5 Readable code

5.1 The code you’ll have to read again

The first chapter listed df2, tmp, and final_final as a gift to no one. It’s worth dwelling on why, because readability is the engineering practice with the least obvious payoff and the highest hidden cost. Unreadable code isn’t a tidiness problem; it’s a change problem. You can only safely modify code you understand, and the person who most often has to understand your code is you, six months from now, with no memory of why df2 was different from df or what 0.73 meant.

Code is read far more often than it is written. A cell you wrote once will be read a dozen times — when you debug it, when you extend it, when a colleague reviews it, when you copy it into the next project. Every one of those readings pays a tax if the code is cryptic, and the tax compounds.
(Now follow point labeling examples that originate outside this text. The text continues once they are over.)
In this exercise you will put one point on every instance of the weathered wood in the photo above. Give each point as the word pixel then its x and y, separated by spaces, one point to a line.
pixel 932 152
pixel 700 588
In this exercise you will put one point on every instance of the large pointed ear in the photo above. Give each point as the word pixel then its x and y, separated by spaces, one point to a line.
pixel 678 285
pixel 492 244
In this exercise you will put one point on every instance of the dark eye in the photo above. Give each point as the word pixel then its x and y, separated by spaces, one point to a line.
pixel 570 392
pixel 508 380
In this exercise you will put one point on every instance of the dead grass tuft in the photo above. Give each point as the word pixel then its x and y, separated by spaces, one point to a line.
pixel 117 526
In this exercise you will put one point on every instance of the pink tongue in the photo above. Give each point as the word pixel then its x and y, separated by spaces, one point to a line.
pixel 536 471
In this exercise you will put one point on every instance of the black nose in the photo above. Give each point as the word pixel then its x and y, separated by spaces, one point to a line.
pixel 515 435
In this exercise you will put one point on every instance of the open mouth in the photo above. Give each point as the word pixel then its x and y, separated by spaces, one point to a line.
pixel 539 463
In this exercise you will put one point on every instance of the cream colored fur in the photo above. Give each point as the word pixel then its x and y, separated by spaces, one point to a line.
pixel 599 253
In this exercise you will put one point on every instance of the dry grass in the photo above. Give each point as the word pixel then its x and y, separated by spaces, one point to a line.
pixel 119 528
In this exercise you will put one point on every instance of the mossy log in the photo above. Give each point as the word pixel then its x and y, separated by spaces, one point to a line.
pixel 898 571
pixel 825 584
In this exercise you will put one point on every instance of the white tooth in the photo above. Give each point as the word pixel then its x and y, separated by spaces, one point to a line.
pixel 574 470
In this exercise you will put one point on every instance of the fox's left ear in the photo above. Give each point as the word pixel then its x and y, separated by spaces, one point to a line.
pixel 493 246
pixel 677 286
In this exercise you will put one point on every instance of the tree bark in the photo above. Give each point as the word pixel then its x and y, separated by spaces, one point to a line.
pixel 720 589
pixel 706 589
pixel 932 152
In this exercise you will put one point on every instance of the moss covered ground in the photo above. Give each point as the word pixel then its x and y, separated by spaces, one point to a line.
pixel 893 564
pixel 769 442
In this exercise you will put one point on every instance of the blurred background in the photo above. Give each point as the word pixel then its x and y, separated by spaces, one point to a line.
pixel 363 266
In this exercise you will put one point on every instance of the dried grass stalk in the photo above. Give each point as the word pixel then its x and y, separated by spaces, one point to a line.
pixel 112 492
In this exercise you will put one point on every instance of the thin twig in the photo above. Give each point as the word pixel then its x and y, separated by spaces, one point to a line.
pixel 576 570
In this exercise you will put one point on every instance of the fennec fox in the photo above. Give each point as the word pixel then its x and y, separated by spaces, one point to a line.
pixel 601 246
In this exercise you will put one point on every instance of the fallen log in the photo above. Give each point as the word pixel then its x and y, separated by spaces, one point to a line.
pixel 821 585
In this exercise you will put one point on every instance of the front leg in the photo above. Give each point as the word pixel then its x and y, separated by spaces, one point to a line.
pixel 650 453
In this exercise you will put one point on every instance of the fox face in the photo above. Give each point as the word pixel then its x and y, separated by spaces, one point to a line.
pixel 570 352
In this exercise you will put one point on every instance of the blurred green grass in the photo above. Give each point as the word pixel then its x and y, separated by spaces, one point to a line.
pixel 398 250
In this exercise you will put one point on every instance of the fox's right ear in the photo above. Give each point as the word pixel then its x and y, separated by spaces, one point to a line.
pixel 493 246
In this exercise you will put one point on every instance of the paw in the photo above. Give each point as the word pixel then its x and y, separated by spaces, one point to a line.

Readability is the practice of paying that cost down once, at writing time, so that every later reading is cheap.

This is not about aesthetics or pleasing a linter. It’s about making the logic visible, so that understanding the code doesn’t require reconstructing the mental state you were in when you wrote it.
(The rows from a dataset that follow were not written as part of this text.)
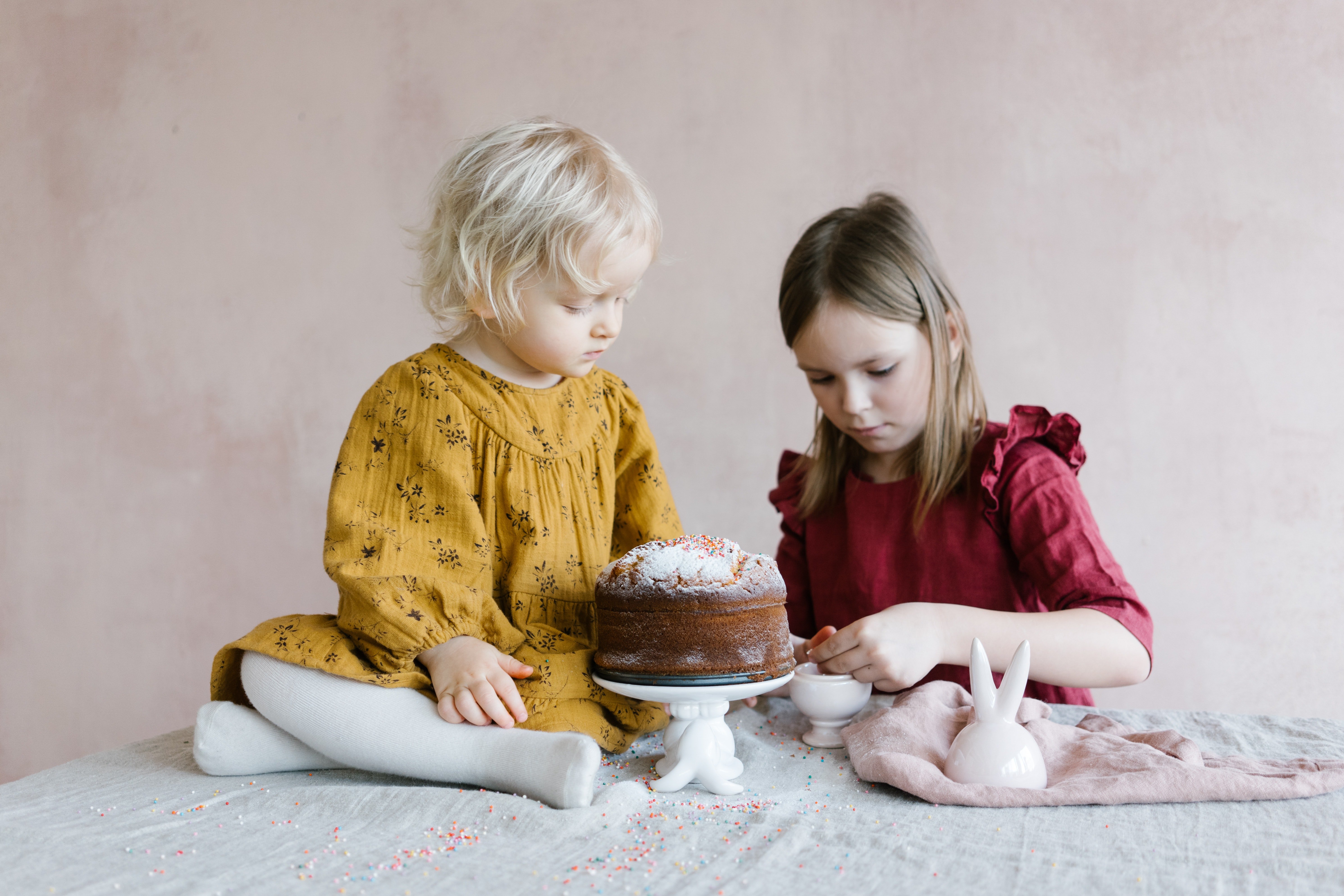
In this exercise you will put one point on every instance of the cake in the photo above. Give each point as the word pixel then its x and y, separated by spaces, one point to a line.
pixel 695 608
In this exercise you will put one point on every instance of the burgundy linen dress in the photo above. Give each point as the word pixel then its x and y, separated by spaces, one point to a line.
pixel 1023 539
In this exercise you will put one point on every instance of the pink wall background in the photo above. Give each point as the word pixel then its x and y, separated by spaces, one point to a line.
pixel 202 268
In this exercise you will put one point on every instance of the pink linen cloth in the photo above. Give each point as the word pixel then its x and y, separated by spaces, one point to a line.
pixel 1100 761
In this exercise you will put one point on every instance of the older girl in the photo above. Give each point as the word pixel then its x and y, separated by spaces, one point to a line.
pixel 913 526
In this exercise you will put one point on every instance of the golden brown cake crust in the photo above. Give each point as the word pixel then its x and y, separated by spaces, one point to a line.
pixel 695 606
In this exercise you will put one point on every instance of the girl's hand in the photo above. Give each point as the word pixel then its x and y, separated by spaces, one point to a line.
pixel 893 649
pixel 475 683
pixel 800 651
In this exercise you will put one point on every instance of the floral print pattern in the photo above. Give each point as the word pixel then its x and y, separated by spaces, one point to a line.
pixel 463 504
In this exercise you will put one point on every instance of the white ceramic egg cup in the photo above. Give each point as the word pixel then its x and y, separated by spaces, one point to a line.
pixel 698 745
pixel 828 702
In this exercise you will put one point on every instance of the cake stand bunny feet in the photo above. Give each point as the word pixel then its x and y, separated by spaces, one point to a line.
pixel 994 749
pixel 699 748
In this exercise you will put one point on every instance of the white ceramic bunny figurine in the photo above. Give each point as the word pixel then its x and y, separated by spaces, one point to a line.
pixel 994 749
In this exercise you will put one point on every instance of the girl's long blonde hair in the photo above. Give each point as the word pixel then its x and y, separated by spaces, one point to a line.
pixel 878 260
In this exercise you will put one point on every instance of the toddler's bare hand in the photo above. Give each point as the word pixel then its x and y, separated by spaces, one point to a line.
pixel 474 683
pixel 893 649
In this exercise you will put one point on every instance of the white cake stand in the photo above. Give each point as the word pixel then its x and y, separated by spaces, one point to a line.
pixel 697 745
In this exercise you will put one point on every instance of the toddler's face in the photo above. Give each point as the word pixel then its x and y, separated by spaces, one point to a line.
pixel 870 375
pixel 566 330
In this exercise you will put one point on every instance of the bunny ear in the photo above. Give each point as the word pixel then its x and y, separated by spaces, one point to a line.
pixel 1014 684
pixel 982 683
5.2 Names are the cheapest documentation

The single highest-leverage readability habit is naming things for what they are. A variable called high_value_customers tells the reader what it holds; df2 tells them only that there was a df1. A function called filter_high_value announces its job; proc announces nothing. Good names turn code into something close to prose: high_value = filter_high_value(customers, threshold=200) reads as a sentence, and needs no comment.

The same applies to the magic numbers that litter exploratory code. The MAGIC_NUMBER = 0.73 from Chapter 1 — a threshold tuned by hand during some forgotten sprint — is unreadable not because 0.73 is wrong but because the number carries no meaning at the point it’s used. A named constant, CHURN_PROBABILITY_THRESHOLD = 0.73, says what the number is, and gives you one place to change it. Naming is documentation that can’t fall out of date, because it lives in the code rather than alongside it.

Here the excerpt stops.